Is Madame gekleed in gene zijde? Het is alles moeilijk te zien.
Hoe kom ik te denken dat de half doorzettende winter ongeveer zestig centimeter aan deze zijde van de ruiten staat in de
eivolle kamer? Maar daar is de haardwarmte een onverbiddelijk veldwachter: ‘Halt winter. Hier midden in mij zit een solide
betrekking. Er vindt
een inburgerlijke reactie plaats. En de burgerchemie is een warmtechemie.’

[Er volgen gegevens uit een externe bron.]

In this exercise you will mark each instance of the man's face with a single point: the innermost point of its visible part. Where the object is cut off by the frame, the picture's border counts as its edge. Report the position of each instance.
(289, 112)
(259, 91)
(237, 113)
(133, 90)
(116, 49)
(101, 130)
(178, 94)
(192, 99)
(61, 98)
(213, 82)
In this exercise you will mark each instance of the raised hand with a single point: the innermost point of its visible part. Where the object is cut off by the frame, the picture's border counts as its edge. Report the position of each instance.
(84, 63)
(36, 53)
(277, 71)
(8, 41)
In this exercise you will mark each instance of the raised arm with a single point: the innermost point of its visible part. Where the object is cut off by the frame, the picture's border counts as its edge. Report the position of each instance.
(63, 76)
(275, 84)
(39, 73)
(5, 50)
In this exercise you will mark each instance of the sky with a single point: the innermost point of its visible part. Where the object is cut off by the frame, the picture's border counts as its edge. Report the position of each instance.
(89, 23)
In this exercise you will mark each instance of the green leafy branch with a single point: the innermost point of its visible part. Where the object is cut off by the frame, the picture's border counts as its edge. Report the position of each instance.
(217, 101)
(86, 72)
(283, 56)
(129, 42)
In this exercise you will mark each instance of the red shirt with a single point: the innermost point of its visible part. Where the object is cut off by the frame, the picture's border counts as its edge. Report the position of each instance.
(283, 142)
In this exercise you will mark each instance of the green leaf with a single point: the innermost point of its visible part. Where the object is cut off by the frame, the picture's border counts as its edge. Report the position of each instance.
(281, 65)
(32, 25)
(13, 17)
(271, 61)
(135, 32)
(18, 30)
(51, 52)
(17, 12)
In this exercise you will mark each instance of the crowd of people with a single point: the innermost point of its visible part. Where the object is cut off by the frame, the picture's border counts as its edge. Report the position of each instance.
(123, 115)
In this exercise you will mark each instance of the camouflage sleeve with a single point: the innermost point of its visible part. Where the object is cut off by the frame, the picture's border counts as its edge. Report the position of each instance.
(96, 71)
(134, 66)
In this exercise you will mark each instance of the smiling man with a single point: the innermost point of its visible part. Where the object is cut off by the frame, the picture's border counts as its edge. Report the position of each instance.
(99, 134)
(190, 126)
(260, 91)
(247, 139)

In half gebogen houding staat midden in de warmte Mallarmé tegenover Madame. Zwaar tafelen (het vergangen jaar) heeft hem een temperatuur gegeven. Heeft hij iets in beweging gebracht? Tot stand? Tot staan?
Bibliografie
Stéphane Mallarmé, 'Fächer', vertaling Hugo Friedrich in: Hugo Friedrich, Die Struktur des modernen Lyrik. Hamburg: Rowohlt 19682 (1956), p. 100-101.
Stéphane Mallarmé, ‘Fan (Mrs Mallarmé’s)’, vertaling Keith Bosley in Mallarmé: The Poems.Harmondsworth: Penguin 1977, p. 139.
Stéphane Mallarmé, ‘Éventail (de Madame Mallarmé)’ in id., Oeuvres complètes 1, Poésies.Paris: Flammarion 1983 (kritische uitgave bezorgd door Carl Paul Barbier en Charles Gordon Millan), p. 388.
Stéphane Mallarmé, ‘Waaier (van Madame Mallarmé)’, vertaling Paul Claes in: id., Gedichten.Amsterdam: Athenaeum ‒ Polak & Van Gennep, 1986, p. 51.
Stéphane Mallarmé, ‘Waaier (van Madame Mallarmé)’, vertaling Paul Claes in: Stéphane Mallarmé, De middag van een Faun en andere gedichten.Amsterdam: Athenaeum ‒ Polak en Van Gennep 1992, p. 41.
Paul Claes, ‘Toelichting op “Éventail (de Madame Mallarmé)”’ in: Stéphane Mallarmé, De middag van een Faun en andere gedichten. Amsterdam: Athenaeum ‒ Polak en Van Gennep 1992, p. 101.